El alguacil rechinó los dientes.

—Estaba oscuro, Ed.

—Jenna también lo vio.

—No, eso no —interrumpió Field. Los otros dos se quedaron mirándolo—. Ahora dice que no está segura. No sabe si el niño se ahogó.

El alguacil miró a Eddie y se encogió de hombros.

—No está segura, Ed. No puedo permitir que estos hombres sigan arriesgando sus vidas por algo de lo que ella no está segura. La busca queda cancelada.

El alguacil Larson le oprimió el hombro a Eddie en un gesto perentorio. No iba a discutir más. Bajó del porche y se dirigió a la playa, a llamar a los hombres.

Eddie soltó una risa amarga.

—Por Dios. Que no está segura. Lo vi, Field. Vi cómo el mocoso se ahogaba. —Miró a Field a los ojos—. Lo vi.

Field asintió con la cabeza mientras se encogía de hombros; también él bajó del porche. Se dirigió a su casa. Había sido una larga noche, y Field no estaba muy seguro de lo que había ocurrido. Pero sí estaba seguro de que Jenna era una mujer con muchos problemas.
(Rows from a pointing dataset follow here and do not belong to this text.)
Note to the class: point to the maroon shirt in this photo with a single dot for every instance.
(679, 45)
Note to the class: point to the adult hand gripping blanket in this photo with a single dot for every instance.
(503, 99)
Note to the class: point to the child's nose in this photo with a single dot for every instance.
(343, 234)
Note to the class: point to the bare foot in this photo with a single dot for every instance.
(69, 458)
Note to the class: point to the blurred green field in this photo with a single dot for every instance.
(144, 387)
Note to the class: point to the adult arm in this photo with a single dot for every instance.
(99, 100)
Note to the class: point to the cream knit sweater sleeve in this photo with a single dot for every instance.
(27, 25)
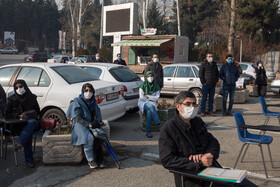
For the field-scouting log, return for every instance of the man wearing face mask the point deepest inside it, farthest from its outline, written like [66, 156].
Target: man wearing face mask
[23, 105]
[119, 60]
[229, 74]
[209, 76]
[156, 68]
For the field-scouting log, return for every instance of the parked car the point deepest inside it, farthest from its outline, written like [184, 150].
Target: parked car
[275, 86]
[57, 84]
[8, 50]
[59, 59]
[181, 77]
[120, 74]
[37, 57]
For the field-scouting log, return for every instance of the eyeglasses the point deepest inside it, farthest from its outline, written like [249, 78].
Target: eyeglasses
[18, 87]
[189, 104]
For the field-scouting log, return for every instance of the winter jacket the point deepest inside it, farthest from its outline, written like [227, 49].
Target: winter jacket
[261, 77]
[156, 68]
[208, 73]
[177, 142]
[229, 74]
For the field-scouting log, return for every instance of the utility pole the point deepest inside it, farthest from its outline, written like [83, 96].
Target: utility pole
[101, 27]
[178, 19]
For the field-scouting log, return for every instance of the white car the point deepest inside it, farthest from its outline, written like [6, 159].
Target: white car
[119, 74]
[59, 59]
[57, 84]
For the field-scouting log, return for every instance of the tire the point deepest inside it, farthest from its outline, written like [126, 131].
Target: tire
[56, 114]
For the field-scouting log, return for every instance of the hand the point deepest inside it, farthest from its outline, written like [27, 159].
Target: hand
[207, 159]
[195, 158]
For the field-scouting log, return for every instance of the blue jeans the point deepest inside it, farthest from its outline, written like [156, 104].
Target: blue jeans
[151, 114]
[88, 148]
[228, 89]
[207, 90]
[25, 138]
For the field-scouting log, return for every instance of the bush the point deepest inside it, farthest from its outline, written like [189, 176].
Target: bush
[21, 45]
[106, 53]
[82, 51]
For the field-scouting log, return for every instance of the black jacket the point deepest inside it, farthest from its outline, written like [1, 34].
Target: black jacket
[25, 104]
[209, 73]
[156, 68]
[176, 144]
[261, 76]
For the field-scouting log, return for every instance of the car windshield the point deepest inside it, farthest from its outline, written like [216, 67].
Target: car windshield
[73, 74]
[124, 75]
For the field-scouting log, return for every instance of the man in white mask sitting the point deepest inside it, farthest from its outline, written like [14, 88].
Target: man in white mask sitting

Y de que Eddie estaba enamorado de ella. Y la combinación de esos dos hechos podía crear una considerable conmoción, por más que no hubiera otro motivo para ello.

28

E
sa noche Jenna soñó con Robert. Un sueño tan real que la asustó. Estaba de pie frente a ella, en la sala de estar de su casa de Seattle, y le decía que debía marcharse. Le decía que las cosas ya no funcionaban, y que lo mejor sería que él la dejara. Lo veía alejarse por la senda empedrada que llevaba a la calle y montar en el coche. Bobby iba en el asiento del acompañante. Ambos la saludaban con la mano mientras se alejaban.

Jenna despertó con el más abrumador sentimiento de depresión y vacío. Estaba sola, y cómo, sin tener a quien aferrarse. Necesitaba contacto humano, la calidez que sólo las personas pueden dar. No se trataba de que tuviese miedo de estar sola. Era que la soledad en sí misma la mataba, drenaba sus energías. Hay personas hechas para vivir solas, cuya mejor compañía son ellas mismas. Jenna no era una de ellas. Necesitaba tomar prestadas las energías de los demás, alimentarse de ellas. Sin contacto, se marchitaría y moriría.
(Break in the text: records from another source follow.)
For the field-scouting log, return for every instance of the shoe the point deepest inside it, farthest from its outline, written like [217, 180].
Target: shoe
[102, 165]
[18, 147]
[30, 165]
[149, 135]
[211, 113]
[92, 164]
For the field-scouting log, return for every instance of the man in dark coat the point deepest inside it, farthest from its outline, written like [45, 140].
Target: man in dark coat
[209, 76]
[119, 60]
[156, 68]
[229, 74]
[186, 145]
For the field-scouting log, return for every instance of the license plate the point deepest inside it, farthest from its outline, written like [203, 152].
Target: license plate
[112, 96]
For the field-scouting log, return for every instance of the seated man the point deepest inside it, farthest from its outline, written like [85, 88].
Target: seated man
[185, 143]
De modo que Jenna, los ojos enrojecidos, se levantó de la cama y salió al pasillo. Se quedó parada durante un momento frente a la puerta del dormitorio de Eddie, con la mano en el picaporte, escuchando el silencio de la casa. Sabía que lo que necesitaba podía acarrear muchos problemas; pero su anhelo era lo bastante fuerte como para sobreponerse a cualquier objeción. La puerta se abrió sin ruido y cruzó la habitación bajo la luz gris hasta encontrarse junto a él. Lo miró dormir; no quería incomodarlo. Se debatió entre el ansia y el temor. Eddie estaba guapo en la suave luz, con la cabeza muy hundida en la almohada y la boca apenas abierta, sólo lo suficiente para permitir el paso del aire. Estaba cansado, tanto que no se movió en absoluto cuando Jenna levantó la sábana y se deslizó a su vera sin tocarlo, temerosa de despertarlo, de que despertara y le dijera que se marchase, pero aun así sintiéndose mejor por la mera proximidad, con el calor que su cuerpo irradiaba. Si pudiera acercársele un poco más, sólo un poquito, estaría feliz. Ceñirse a la media luna que formaba su cuerpo tendido de costado, amoldarse a él, espalda contra pecho, su aliento tibio en la nuca, sus muslos rozando los de ella. Él ni se movió; ella se sintió a salvo. A salvo, dentro de otro. Lo había logrado. Y cayó con suavidad en un sueño sin sueños.